Second, the role of RT in the era of immunotherapy still needs to be investigated. Potentially, radiation doses may be further reduced if RT is added as an adjunct to immunotherapy. For example, the addition of low dose total skin electron therapy (12 Gy) to multimodality immunotherapy in patients with Sèzary syndrome may lead to better long-term clinical and molecular remissions [30].

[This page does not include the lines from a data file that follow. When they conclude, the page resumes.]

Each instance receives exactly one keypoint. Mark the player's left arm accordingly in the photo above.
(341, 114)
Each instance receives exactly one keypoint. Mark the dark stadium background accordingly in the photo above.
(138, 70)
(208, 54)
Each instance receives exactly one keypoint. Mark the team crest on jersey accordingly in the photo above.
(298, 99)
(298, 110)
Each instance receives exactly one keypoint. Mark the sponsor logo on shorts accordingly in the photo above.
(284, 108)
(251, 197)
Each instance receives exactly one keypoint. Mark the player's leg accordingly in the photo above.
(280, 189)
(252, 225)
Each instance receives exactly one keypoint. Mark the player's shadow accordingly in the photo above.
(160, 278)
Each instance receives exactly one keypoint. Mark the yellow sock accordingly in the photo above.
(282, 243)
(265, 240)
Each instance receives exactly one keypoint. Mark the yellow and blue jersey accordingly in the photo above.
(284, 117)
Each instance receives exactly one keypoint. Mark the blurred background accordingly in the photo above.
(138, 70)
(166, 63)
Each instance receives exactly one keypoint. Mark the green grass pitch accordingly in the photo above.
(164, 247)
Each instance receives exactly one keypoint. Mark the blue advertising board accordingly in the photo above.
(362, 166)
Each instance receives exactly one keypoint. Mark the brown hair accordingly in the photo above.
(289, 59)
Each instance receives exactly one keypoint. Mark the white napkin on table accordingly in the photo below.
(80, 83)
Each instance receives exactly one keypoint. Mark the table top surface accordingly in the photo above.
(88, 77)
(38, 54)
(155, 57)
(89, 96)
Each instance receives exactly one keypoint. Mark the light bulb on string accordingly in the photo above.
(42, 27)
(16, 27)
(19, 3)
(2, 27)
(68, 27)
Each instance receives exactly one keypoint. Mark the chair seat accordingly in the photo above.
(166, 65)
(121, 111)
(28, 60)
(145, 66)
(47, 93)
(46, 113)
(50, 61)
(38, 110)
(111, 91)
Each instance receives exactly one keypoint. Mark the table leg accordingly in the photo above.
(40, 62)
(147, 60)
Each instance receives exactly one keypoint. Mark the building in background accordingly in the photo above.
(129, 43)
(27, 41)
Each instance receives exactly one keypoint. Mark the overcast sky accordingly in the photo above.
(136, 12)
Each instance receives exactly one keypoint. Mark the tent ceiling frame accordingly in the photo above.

In conclusion, both definitive and consolidation radiotherapy remain important pillars in modern era treatment of HL and NHL. While doses and fields are being successfully reduced leading to improved local tolerability, control rates remain excellent due to combination with standard chemotherapy protocols. Future directions include technological advances as well as the inclusion of immunotherapy into the treatment armamentarium.

Take home messages

  • In early stage favorable Hodgkin lymphoma, consolidating radiotherapy is indispensable after initial chemotherapy. In other stages of Hodgkin lymphoma, radiotherapy can be omitted if PET-CT is negative following chemotherapy.

  • In indolent lymphoma, radiotherapy alone can be provided as definitive treatment with excellent local control rates.

  • Radiotherapy in aggressive lymphoma is offered in the setting of bulky disease, extranodal involvement and in elderly patients, although data are inconclusive and its role is controversially discussed.

  • The continued reduction in dose and field, which became possible due to combination of radiotherapy with modern chemotherapy and immunotherapy, provides improved tolerability.